Firenze, riconosciuta dall’Unesco come Patrimonio Mondiale dell’Umanità, è la patria di alcune delle più famose opere d’arte disponibili nei maggiori musei mondiali. Si tratta, in evidenza, di una delle più belle città al mondo, con un centro storico che può ben rappresentare un vero e proprio museo a cielo aperto, data l’abbondanza schiacciante di monumenti, chiese e palazzi, straordinari capolavori di architettura.

Preso il nome dai romani (che la chiamarono Florentia, la città florida) nel I secolo, in origine venne fondato un piccolo insediamento lungo il fiume Arno, non lontano dal villaggio etrusco di Fiesole, le cui rovine possono ancora essere visitate oggi.

Dal 1200 al 1700 Firenze fu una delle capitali dell’arte, della cultura e del commercio internazionale del mondo civilizzato. Per oltre 500 anni una quantità incredibile di opere d’arte sono state prodotte e raccolte a Firenze, che oggi è visitata da non meno di 8 milioni di turisti ogni anno. Attrazioni come Palazzo Vecchio, gli Uffizi, il Ponte Vecchio, i giardini di Boboli e il magnifico Duomo con il campanile progettato da Giotto, sono solo alcune delle attrazioni che il turista non può perdere, insieme a una bistecca Fiorentina con l’osso e un buon bicchiere di vino Chianti.

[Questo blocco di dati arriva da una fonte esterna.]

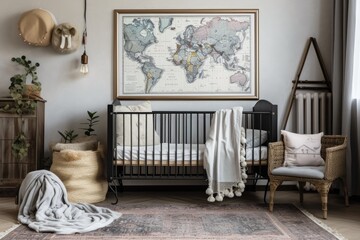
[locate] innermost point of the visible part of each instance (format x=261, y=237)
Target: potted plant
x=23, y=96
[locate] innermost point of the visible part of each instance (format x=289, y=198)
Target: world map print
x=186, y=55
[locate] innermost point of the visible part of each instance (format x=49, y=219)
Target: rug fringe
x=320, y=223
x=4, y=233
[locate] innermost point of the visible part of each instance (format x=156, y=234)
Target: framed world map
x=186, y=54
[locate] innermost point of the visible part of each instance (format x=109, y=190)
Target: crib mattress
x=166, y=154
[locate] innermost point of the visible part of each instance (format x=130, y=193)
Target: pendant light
x=84, y=58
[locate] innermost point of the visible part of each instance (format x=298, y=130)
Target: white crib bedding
x=169, y=154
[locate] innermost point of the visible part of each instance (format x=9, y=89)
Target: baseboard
x=181, y=188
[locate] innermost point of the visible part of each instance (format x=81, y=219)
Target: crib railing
x=138, y=144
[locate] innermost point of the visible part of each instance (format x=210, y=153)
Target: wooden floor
x=345, y=220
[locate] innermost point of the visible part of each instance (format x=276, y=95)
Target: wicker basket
x=82, y=173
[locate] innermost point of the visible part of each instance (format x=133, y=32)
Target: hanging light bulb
x=84, y=58
x=84, y=63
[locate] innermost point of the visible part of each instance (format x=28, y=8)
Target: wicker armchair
x=333, y=151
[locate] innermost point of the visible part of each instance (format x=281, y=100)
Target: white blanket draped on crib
x=224, y=157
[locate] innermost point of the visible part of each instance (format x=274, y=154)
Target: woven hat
x=35, y=27
x=65, y=38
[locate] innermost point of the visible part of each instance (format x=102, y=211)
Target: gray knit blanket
x=44, y=207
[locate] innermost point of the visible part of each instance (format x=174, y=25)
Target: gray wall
x=284, y=27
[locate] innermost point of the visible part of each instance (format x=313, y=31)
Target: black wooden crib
x=169, y=145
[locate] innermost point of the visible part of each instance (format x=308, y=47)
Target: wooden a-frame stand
x=305, y=84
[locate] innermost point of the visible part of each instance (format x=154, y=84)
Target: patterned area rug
x=233, y=220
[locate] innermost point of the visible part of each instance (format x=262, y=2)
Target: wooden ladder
x=306, y=84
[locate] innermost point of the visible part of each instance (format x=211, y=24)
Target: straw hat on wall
x=35, y=27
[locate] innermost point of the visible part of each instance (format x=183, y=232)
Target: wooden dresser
x=13, y=170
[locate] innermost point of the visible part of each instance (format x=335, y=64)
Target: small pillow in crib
x=134, y=130
x=302, y=149
x=255, y=137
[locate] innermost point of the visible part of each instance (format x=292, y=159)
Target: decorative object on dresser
x=13, y=169
x=22, y=125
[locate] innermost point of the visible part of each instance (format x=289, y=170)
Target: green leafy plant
x=68, y=135
x=22, y=104
x=92, y=121
x=20, y=146
x=18, y=90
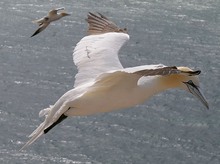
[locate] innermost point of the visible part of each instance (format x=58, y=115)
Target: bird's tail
x=40, y=130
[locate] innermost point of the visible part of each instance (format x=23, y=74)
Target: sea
x=172, y=127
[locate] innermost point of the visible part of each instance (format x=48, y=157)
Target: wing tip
x=100, y=24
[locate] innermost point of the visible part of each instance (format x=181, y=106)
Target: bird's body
x=45, y=21
x=103, y=85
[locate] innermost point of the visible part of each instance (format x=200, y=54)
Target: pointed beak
x=195, y=90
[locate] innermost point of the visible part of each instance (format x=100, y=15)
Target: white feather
x=96, y=54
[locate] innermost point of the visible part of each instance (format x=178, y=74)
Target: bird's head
x=187, y=80
x=63, y=14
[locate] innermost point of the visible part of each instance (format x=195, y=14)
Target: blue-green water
x=172, y=127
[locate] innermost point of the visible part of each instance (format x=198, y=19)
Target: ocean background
x=171, y=128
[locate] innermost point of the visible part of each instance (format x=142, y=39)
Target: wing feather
x=97, y=53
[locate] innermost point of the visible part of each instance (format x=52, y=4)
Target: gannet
x=103, y=85
x=45, y=21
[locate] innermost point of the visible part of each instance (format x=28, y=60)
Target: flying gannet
x=103, y=85
x=45, y=21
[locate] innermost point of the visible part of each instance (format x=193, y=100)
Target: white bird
x=103, y=85
x=45, y=21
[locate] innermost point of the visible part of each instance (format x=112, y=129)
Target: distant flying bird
x=45, y=21
x=103, y=85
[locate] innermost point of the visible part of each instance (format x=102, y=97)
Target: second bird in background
x=52, y=16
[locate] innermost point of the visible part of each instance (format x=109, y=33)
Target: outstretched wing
x=54, y=11
x=98, y=52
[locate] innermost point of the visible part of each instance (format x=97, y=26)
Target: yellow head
x=64, y=14
x=187, y=80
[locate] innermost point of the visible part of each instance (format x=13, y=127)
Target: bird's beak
x=195, y=90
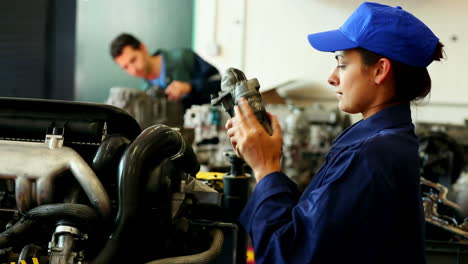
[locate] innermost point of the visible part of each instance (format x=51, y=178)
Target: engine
x=82, y=183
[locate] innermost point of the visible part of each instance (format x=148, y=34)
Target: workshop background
x=56, y=49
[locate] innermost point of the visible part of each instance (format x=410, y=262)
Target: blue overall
x=362, y=206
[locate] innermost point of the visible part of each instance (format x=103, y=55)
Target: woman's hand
x=251, y=141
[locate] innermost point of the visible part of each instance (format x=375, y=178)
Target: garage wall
x=268, y=40
x=158, y=23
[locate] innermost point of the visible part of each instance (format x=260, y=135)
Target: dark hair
x=121, y=41
x=411, y=83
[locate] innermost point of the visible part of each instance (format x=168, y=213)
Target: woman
x=364, y=204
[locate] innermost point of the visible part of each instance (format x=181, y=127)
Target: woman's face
x=354, y=82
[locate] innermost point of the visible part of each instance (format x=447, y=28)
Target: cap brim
x=332, y=40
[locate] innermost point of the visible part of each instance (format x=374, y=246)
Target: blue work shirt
x=161, y=80
x=363, y=205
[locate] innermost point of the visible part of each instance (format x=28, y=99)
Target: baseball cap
x=389, y=31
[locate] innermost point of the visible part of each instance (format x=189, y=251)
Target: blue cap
x=389, y=31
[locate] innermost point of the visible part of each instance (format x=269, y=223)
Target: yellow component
x=209, y=176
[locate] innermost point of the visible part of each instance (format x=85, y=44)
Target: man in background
x=181, y=73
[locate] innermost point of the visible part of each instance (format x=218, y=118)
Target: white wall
x=268, y=40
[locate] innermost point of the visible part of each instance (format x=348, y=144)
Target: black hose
x=154, y=145
x=79, y=213
x=109, y=152
x=206, y=257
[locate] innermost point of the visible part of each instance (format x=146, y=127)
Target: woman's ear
x=382, y=70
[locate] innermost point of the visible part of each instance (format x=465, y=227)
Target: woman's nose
x=333, y=79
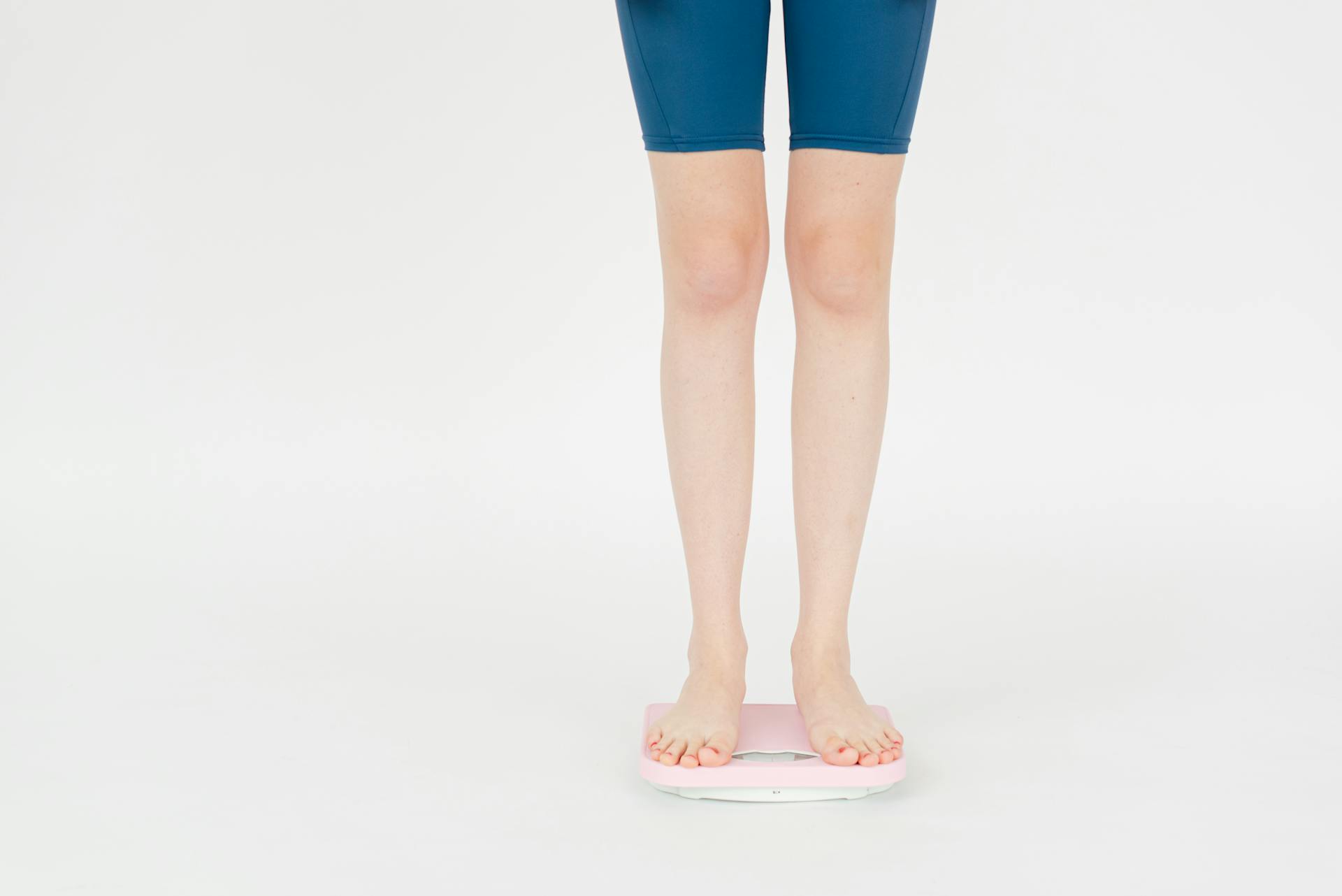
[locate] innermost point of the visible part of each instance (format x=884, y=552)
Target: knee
x=719, y=270
x=839, y=270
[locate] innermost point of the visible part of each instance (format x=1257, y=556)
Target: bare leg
x=839, y=240
x=714, y=235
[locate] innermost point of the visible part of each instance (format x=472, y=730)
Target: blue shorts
x=854, y=71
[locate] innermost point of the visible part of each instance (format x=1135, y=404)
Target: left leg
x=839, y=239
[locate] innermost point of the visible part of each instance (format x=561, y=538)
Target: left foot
x=840, y=725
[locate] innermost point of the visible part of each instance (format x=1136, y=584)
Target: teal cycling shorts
x=854, y=71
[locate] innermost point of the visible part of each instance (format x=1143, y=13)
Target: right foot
x=701, y=729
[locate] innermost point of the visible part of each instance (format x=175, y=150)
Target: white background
x=337, y=553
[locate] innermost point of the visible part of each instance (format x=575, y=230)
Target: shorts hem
x=895, y=147
x=701, y=144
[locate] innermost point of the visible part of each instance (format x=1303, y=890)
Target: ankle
x=719, y=649
x=818, y=649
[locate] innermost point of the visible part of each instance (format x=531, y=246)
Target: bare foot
x=701, y=729
x=840, y=725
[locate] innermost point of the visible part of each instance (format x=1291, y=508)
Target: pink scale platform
x=773, y=763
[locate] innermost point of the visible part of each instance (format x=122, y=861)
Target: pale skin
x=839, y=239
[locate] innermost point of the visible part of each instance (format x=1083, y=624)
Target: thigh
x=854, y=71
x=697, y=68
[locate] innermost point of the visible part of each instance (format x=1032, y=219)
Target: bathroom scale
x=773, y=763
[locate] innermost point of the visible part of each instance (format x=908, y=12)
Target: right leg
x=714, y=236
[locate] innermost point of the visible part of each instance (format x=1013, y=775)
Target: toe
x=717, y=751
x=691, y=753
x=671, y=754
x=838, y=753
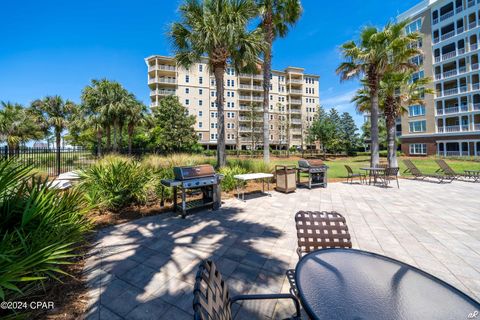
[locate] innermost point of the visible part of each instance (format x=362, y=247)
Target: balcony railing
x=162, y=67
x=162, y=92
x=448, y=35
x=447, y=15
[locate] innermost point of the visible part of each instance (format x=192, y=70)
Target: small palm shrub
x=116, y=182
x=229, y=182
x=39, y=229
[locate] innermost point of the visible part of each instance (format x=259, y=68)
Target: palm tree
x=17, y=125
x=370, y=59
x=135, y=116
x=217, y=29
x=55, y=113
x=276, y=17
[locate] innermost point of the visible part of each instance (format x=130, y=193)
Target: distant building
x=449, y=123
x=294, y=100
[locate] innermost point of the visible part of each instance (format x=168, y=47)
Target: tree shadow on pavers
x=146, y=268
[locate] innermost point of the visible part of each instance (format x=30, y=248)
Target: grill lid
x=185, y=173
x=303, y=163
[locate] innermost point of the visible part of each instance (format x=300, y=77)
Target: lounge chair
x=211, y=298
x=417, y=174
x=446, y=169
x=318, y=230
x=351, y=175
x=390, y=174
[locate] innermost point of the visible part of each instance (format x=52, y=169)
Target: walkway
x=145, y=269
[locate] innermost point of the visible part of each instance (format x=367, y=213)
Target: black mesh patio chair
x=417, y=174
x=390, y=174
x=351, y=175
x=318, y=230
x=211, y=298
x=447, y=170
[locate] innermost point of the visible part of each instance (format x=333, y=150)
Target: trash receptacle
x=285, y=177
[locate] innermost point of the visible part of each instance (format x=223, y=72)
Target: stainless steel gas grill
x=316, y=170
x=195, y=181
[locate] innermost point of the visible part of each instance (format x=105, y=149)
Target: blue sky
x=56, y=46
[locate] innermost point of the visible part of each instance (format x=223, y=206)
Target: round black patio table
x=354, y=284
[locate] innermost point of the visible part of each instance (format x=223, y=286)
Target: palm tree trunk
x=267, y=70
x=219, y=71
x=109, y=138
x=115, y=144
x=130, y=135
x=374, y=146
x=99, y=141
x=58, y=141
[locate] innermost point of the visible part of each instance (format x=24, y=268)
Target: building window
x=418, y=126
x=414, y=26
x=418, y=148
x=416, y=110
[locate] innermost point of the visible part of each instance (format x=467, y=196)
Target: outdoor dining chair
x=351, y=175
x=318, y=230
x=390, y=174
x=211, y=298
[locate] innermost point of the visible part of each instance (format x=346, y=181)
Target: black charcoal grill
x=195, y=180
x=316, y=170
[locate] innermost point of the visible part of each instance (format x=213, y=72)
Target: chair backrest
x=211, y=299
x=321, y=229
x=412, y=168
x=349, y=169
x=445, y=167
x=391, y=172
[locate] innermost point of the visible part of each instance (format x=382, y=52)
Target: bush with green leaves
x=229, y=182
x=39, y=228
x=116, y=182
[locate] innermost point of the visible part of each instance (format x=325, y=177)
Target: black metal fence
x=49, y=161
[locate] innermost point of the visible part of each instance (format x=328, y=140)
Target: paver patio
x=145, y=269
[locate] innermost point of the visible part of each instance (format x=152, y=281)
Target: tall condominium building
x=449, y=123
x=294, y=100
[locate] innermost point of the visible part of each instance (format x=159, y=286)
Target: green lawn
x=427, y=165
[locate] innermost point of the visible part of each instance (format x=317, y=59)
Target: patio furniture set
x=381, y=174
x=443, y=174
x=334, y=281
x=287, y=177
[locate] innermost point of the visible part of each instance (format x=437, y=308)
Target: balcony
x=162, y=80
x=447, y=15
x=161, y=92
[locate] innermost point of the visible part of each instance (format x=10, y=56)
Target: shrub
x=115, y=182
x=40, y=228
x=229, y=182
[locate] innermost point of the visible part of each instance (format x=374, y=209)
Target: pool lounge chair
x=417, y=174
x=446, y=169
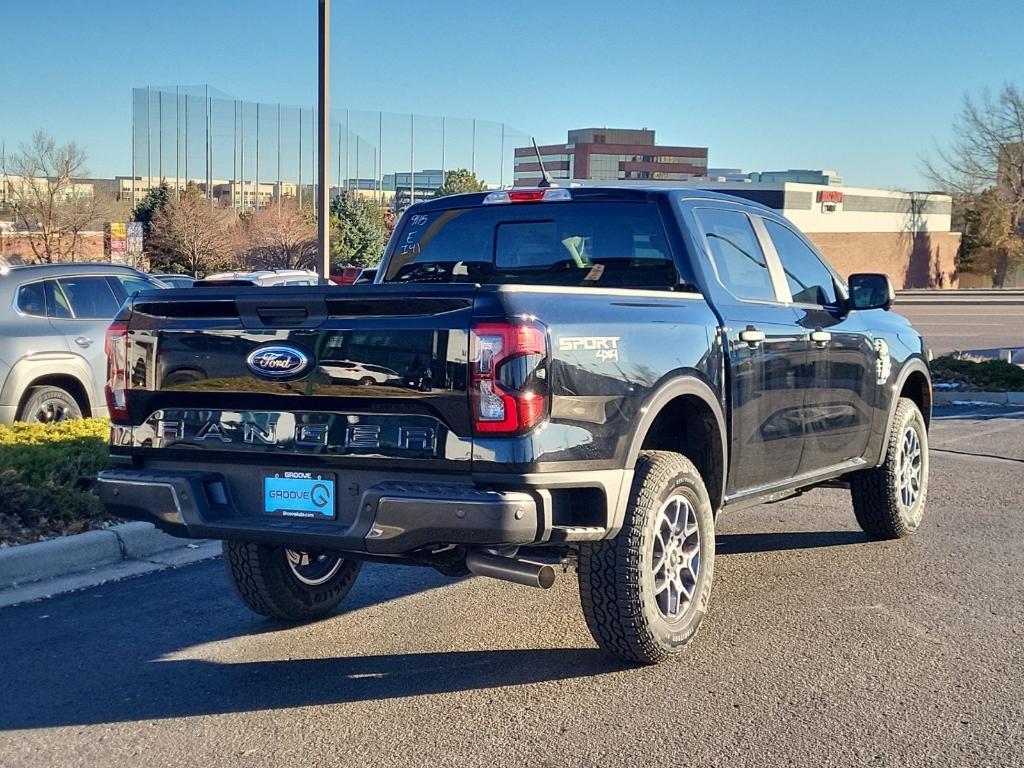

E, a proposito del Palazzo Vecchio, il Municipio della città, precisiamo che esso è stato costruito nel 1299 e progettato da Arnolfo di Cambio (1245-1302). Una volta residenza dei Priori delle Arti e della Signoria fiorentina, il palazzo è stato più volte rinnovato e ristrutturato nel corso dei secoli. Tuttavia non ha mai perso l’aspetto massiccio con bugne rustiche, sporgenti balconi e una torre asimmetrica.

Al primo piano si trova il Salone del Cinquecento, da Cronaca (1495), utilizzato per le assemblee del Consiglio Comunale e per discutere le riforme promosse da Girolamo Savonarola. Le pareti mozzafiato sono affrescate da Michelangelo e Leonardo. Il soffitto a cassettoni, gli affreschi e le sculture da Rossi, che rappresentano gli “Sforzi di Ercole”, conferiscono una simbolizzazione complessa, ricca e storica ben precisa, con riferimenti alla glorificazione di Michelangelo Buonarroti.